The victim's unsworn testimony and defendant's admissions in his statements to the police are legally sufficient to establish that defendant rubbed the victim's groin and inserted a finger into her vagina, and "[t]he inference that defendant was seeking sexual gratification is clearly appropriate where, as here, a nonrelative touches the intimate parts of a child" (People v Owens, 149 AD3d 1561, 1563 [4th Dept 2017], lv denied 30 NY3d 982 [2017]). We reject defendant's contention that he did not understand the import of his signed statements to the police inasmuch as "the record does not support a finding that he was unable to understand the meaning of his statements' " (People v Carbonaro, 134 AD3d 1543, 1548 [4th Dept 2015], lv denied 27 NY3d 994 [2016], reconsideration denied 27 NY3d 1149 [2016], quoting People v Schompert, 19 NY2d 300, 305 [1967], cert denied 389 US 874 [1967]).

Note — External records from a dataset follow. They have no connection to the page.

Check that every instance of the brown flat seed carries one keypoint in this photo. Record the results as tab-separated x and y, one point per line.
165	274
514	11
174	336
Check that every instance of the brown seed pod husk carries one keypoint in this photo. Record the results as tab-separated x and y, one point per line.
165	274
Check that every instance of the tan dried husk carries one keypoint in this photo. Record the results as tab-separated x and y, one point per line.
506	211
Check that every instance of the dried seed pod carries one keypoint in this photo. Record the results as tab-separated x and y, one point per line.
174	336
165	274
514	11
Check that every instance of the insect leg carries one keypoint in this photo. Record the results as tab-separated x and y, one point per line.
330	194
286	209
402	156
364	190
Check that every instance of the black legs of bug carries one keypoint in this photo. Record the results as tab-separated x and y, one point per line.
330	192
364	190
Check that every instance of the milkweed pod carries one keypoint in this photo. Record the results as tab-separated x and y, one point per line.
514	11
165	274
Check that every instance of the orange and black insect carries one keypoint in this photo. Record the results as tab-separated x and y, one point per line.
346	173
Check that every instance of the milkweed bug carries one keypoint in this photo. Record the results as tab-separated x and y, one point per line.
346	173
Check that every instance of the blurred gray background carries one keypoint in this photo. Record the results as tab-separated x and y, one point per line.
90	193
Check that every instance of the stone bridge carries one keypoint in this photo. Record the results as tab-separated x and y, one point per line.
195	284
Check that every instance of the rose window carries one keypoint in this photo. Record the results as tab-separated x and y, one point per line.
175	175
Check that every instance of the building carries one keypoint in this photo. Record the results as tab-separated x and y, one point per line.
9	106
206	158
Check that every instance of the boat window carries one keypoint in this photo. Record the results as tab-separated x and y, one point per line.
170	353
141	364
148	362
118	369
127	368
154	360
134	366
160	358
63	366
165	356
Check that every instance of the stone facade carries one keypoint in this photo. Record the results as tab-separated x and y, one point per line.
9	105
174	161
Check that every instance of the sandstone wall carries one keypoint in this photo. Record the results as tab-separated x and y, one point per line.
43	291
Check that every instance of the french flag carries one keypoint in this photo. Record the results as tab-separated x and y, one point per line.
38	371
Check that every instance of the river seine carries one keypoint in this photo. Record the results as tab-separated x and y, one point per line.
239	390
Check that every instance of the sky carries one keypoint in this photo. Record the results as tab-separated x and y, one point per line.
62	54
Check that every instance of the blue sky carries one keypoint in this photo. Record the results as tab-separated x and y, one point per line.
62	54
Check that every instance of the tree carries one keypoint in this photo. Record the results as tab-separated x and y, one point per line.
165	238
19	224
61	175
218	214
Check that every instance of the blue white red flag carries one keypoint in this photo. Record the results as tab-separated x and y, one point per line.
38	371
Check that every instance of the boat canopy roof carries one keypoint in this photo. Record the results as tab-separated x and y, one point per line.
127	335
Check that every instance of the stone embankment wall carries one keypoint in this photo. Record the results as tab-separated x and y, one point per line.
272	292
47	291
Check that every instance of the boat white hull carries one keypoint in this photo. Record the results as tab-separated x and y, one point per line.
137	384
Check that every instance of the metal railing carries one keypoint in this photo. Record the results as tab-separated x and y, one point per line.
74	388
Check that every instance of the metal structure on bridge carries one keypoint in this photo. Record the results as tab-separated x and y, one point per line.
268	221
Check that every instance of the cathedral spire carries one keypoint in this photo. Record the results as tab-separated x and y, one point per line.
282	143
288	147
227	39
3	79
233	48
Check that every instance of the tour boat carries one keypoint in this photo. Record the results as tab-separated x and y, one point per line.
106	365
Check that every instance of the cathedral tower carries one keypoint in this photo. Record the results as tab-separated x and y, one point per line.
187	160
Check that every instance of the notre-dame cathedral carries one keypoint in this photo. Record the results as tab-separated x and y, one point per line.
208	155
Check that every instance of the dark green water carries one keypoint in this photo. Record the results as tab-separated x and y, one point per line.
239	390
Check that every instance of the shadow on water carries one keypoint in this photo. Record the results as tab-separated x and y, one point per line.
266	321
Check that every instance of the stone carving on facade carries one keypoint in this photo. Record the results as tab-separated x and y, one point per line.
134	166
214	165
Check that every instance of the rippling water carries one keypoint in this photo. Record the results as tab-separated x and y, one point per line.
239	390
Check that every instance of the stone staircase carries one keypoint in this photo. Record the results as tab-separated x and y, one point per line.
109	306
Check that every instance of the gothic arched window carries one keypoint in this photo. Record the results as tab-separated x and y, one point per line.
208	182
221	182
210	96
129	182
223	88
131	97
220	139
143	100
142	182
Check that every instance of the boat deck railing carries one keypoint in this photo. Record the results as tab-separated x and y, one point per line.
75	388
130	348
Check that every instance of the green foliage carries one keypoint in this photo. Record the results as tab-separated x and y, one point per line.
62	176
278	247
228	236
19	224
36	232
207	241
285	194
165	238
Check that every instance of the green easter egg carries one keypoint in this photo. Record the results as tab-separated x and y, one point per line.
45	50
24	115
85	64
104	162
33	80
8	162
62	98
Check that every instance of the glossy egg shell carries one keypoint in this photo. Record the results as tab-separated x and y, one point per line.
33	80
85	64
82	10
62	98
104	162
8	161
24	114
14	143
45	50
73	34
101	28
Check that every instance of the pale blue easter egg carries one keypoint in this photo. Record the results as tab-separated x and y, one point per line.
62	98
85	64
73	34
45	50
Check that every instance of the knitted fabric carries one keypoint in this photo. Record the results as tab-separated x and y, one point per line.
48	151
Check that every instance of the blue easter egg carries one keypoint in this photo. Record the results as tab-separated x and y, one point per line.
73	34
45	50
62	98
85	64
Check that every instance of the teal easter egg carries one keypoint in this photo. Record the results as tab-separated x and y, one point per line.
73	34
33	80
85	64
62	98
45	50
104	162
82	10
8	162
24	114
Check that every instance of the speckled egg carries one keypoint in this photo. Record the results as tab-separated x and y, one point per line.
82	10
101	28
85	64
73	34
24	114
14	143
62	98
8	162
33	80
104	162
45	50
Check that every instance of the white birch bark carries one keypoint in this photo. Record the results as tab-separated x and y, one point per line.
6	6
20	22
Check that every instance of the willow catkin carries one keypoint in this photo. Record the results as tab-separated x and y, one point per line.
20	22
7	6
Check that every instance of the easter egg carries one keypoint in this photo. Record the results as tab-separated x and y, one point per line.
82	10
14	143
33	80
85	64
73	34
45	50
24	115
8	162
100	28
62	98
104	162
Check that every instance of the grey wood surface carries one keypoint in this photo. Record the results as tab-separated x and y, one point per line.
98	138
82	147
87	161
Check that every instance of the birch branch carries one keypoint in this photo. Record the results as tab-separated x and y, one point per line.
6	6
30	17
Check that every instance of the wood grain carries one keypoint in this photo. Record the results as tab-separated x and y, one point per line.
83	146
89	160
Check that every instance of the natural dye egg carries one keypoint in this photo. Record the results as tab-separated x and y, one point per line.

We thus conclude that the conviction is supported by legally sufficient evidence (see generally People v Bleakley, 69 NY2d 490, 495 [1987]) and, viewing the evidence in light of the elements of the crime in this nonjury trial (see People v Danielson, 9 NY3d 342, 349 [2007]), we further conclude that the verdict is not against the weight of the evidence (see Bleakley, 69 NY2d at 495; cf. People v Wallace, 306 AD2d 802, 803 [4th Dept 2003]).
"Defendant failed to preserve for our review his contention that his waiver of the right to a jury trial is invalid on the ground that the record fails to establish either that he signed the written waiver in open court . . . , or that the waiver was knowing, intelligent, and voluntary" (People v Ashkar, 130 AD3d 1568, 1569 [4th Dept 2015], lv denied 26 NY3d 1142 [2016]; see People v Hailey, 128 AD3d 1415, 1415-1416 [4th Dept 2015], lv denied 26 NY3d 929 [2015]). In any event, that contention lacks merit inasmuch as defendant " waived his right to a jury trial in open court and in writing in accordance with the requirements of NY Constitution, art I, § 2 and CPL 320.10 (2) . . . , and the record establishes that [his] waiver was knowing, voluntary, and intelligent' " (Hailey, 128 AD3d at 1416).
Defendant further contends that he was denied effective assistance of counsel based on numerous alleged failures of defense counsel. To the extent that defendant contends that defense counsel was ineffective in failing to investigate the charges and defendant's psychiatric history and in failing to call an expert witness, that contention is "based on matters outside the record on appeal, [and] must be raised by way of a motion pursuant to CPL article 440" (People v West, 118 AD3d 1450, 1451 [4th Dept 2014], lv denied 24 NY3d 1048 [2014]). With respect to the remaining instances of alleged ineffective assistance, viewing the evidence, the law and the circumstances of this case, in totality and as of the time of the representation, we conclude that defendant received meaningful representation (see generally People v Baldi, 54 NY2d 137, 147 [1981]).